Courtenay council approved Monday a resolution from Coun. Doug Hillian to request the Transportation Ministry to include funding in next month’s provincial budget to engineer a safe crossing at Ryan Road between NIC and Cowichan Avenue; and to enhance pedestrian, scooter and cycling access along Ryan between Highway 19A and Lerwick Road.
Though it would be expensive, Coun. Manno Theos feels the only option for Ryan is an overpass. But Erik Eriksson said the idea is not realistic in terms of money or structure.
“There’s no way to get an overpass across Ryan,” he said, noting the structural requirements are too high.
The Comox Valley Accessibility Committee has appealed to council for solutions to challenges presented by the narrow walkway on the north side of Ryan, and the lack of a safe crossing. Mayor Larry Jangula cautioned council that a sidewalk upgrade is worth a million dollars and would be Courtenay’s responsibility.
“Be careful what you ask for,” he said, noting BC Transit has offered scooter users a free ride up Ryan.
•Council directed staff to report back about a $10,000 request from the Kumugwe Cultural Society to support a summer art exhibition called Potlatch 67-67, signifying the implementation and lifting of the Anti-Potlatch Law. City CAO David Allen said money is available via gaming funds, but finance director Brian Parschauer cautioned about opening the door to random requests.
Coun. David Frisch suggested the request presents an “opportunity to help with reconciliation.”
The society has a $100,000 budget for the exhibit. It welcomes in-kind contributions such as facility rentals.
•Council unanimously approved five-year financial plans for water and sewer. The water system has a regional and municipal component. The CVRD has some impending costly upgrades to source water infrastructure to address boil water notices, and to provide a continuous supply of quality water. Bulk water rates are increasing for the next five years to pay for the improvements. For 2018, the CVRD rate is increasing from 71 to 75 cents per cubic metre, which represents more than 60 per cent of Courtenay’s annual operating costs.

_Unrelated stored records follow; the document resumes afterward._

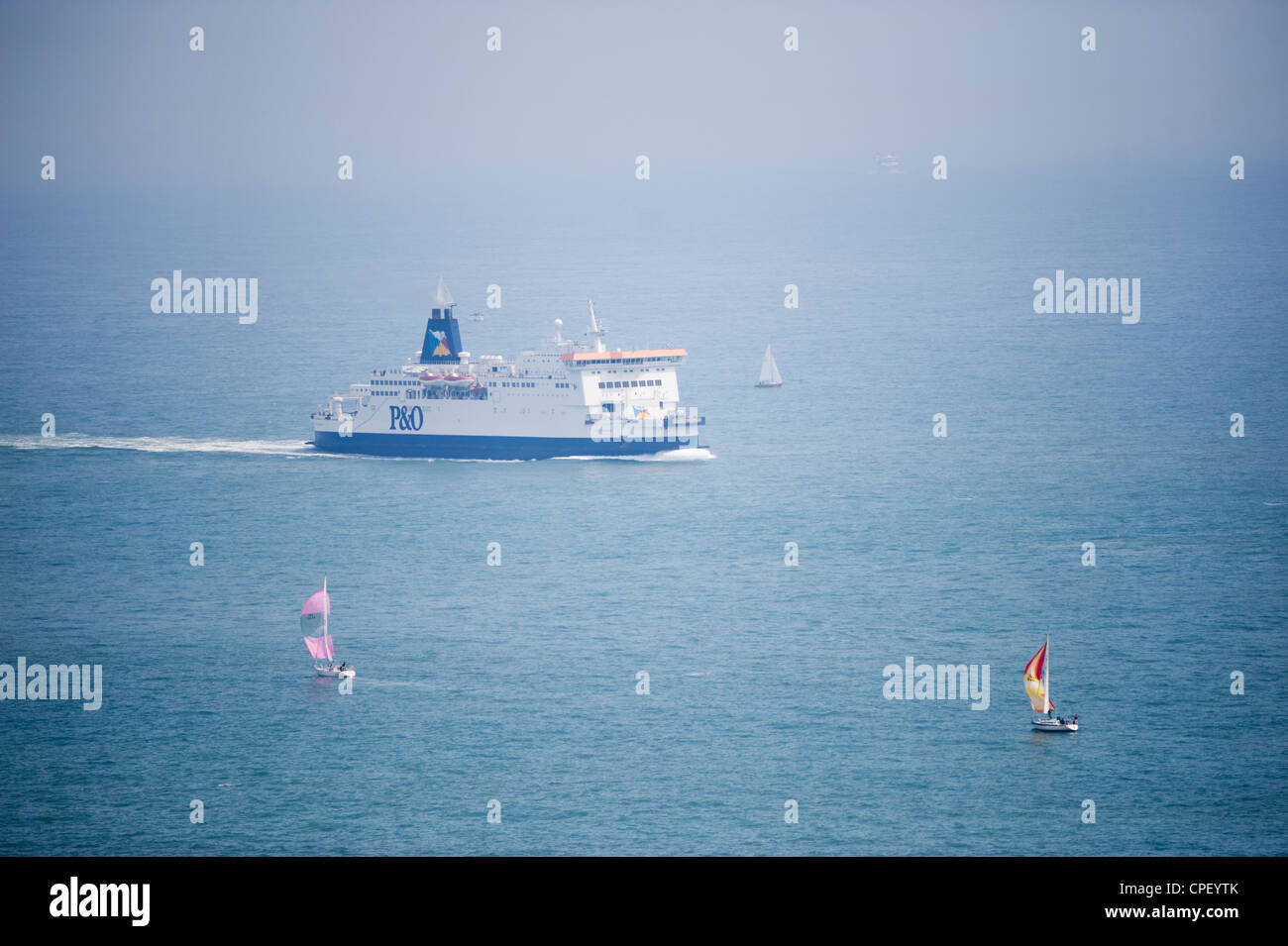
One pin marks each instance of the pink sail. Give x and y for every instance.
(321, 648)
(318, 604)
(313, 624)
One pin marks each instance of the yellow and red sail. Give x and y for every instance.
(1034, 683)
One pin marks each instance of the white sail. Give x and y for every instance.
(769, 376)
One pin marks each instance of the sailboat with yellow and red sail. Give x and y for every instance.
(1037, 684)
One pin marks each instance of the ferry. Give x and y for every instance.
(567, 399)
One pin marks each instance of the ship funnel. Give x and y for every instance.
(442, 332)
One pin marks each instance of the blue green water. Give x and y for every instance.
(518, 683)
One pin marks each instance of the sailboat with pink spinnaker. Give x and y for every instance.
(317, 636)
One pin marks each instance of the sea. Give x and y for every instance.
(677, 656)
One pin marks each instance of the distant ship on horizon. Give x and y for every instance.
(567, 399)
(888, 163)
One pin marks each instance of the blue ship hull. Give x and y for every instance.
(460, 447)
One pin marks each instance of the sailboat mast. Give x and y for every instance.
(1046, 672)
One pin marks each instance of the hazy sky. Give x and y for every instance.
(410, 90)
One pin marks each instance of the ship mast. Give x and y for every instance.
(596, 331)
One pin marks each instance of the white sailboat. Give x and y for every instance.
(769, 376)
(317, 637)
(1037, 684)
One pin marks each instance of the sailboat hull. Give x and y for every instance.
(1054, 726)
(335, 672)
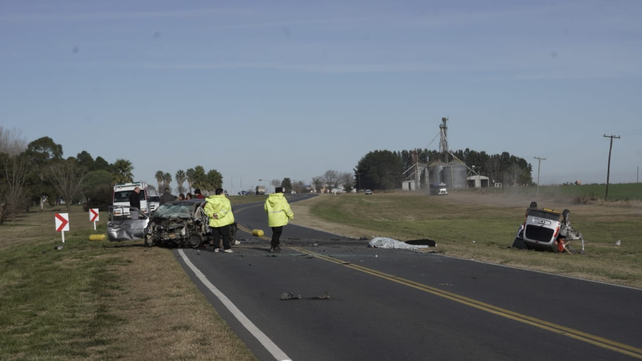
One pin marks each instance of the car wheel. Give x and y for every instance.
(194, 241)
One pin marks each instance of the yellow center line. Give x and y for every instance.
(549, 326)
(545, 325)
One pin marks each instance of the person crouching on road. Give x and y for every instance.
(279, 212)
(219, 210)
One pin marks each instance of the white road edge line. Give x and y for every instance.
(258, 334)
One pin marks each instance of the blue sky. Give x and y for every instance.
(267, 90)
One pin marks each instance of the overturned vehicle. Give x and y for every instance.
(181, 224)
(547, 230)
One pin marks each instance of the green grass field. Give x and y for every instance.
(572, 193)
(486, 232)
(97, 300)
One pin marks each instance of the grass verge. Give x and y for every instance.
(100, 300)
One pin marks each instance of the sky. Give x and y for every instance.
(263, 90)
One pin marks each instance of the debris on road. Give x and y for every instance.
(325, 296)
(289, 296)
(385, 242)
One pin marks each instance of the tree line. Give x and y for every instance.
(385, 170)
(36, 173)
(195, 177)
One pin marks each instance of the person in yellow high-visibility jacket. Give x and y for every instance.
(279, 213)
(219, 210)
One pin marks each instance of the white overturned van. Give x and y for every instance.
(120, 200)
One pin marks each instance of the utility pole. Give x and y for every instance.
(539, 162)
(608, 171)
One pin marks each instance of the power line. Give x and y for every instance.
(539, 162)
(608, 172)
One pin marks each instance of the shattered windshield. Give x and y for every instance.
(174, 211)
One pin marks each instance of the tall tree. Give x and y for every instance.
(68, 179)
(214, 179)
(159, 175)
(317, 182)
(347, 180)
(11, 142)
(180, 179)
(286, 184)
(167, 179)
(86, 161)
(42, 152)
(200, 177)
(275, 183)
(123, 171)
(13, 175)
(331, 178)
(189, 175)
(381, 169)
(101, 164)
(98, 189)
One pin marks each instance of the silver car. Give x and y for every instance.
(125, 229)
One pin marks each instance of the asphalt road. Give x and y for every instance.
(405, 305)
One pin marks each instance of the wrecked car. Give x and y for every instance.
(124, 228)
(548, 230)
(181, 224)
(178, 224)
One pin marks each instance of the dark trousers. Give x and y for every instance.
(225, 233)
(276, 235)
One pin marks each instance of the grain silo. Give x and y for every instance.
(454, 175)
(434, 173)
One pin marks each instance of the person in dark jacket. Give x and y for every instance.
(166, 197)
(134, 202)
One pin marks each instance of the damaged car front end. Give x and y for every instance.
(178, 224)
(124, 228)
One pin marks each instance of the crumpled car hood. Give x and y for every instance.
(126, 230)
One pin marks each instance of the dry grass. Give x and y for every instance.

“We can’t keep upping the costs,” Jangula said.
Frisch said the district is well positioned to receive grant funding for a proposed $110 million water treatment system, which would cost $86 per household for those connected to the CV Water System.
“We don’t have the grants yet,” Jangula said.
In March, the CVRD will seek consent to borrow up to $29 million via the Alternate Approval Process. Coun. Bob Wells, chair of the CVRD Water Committee, has been making sure senior governments are aware that the project needs to be done.
“I’m fighting to get as much grant funding as possible,” he said.
Though the target is $50 million, Wells said he is “fighting for $75 million.”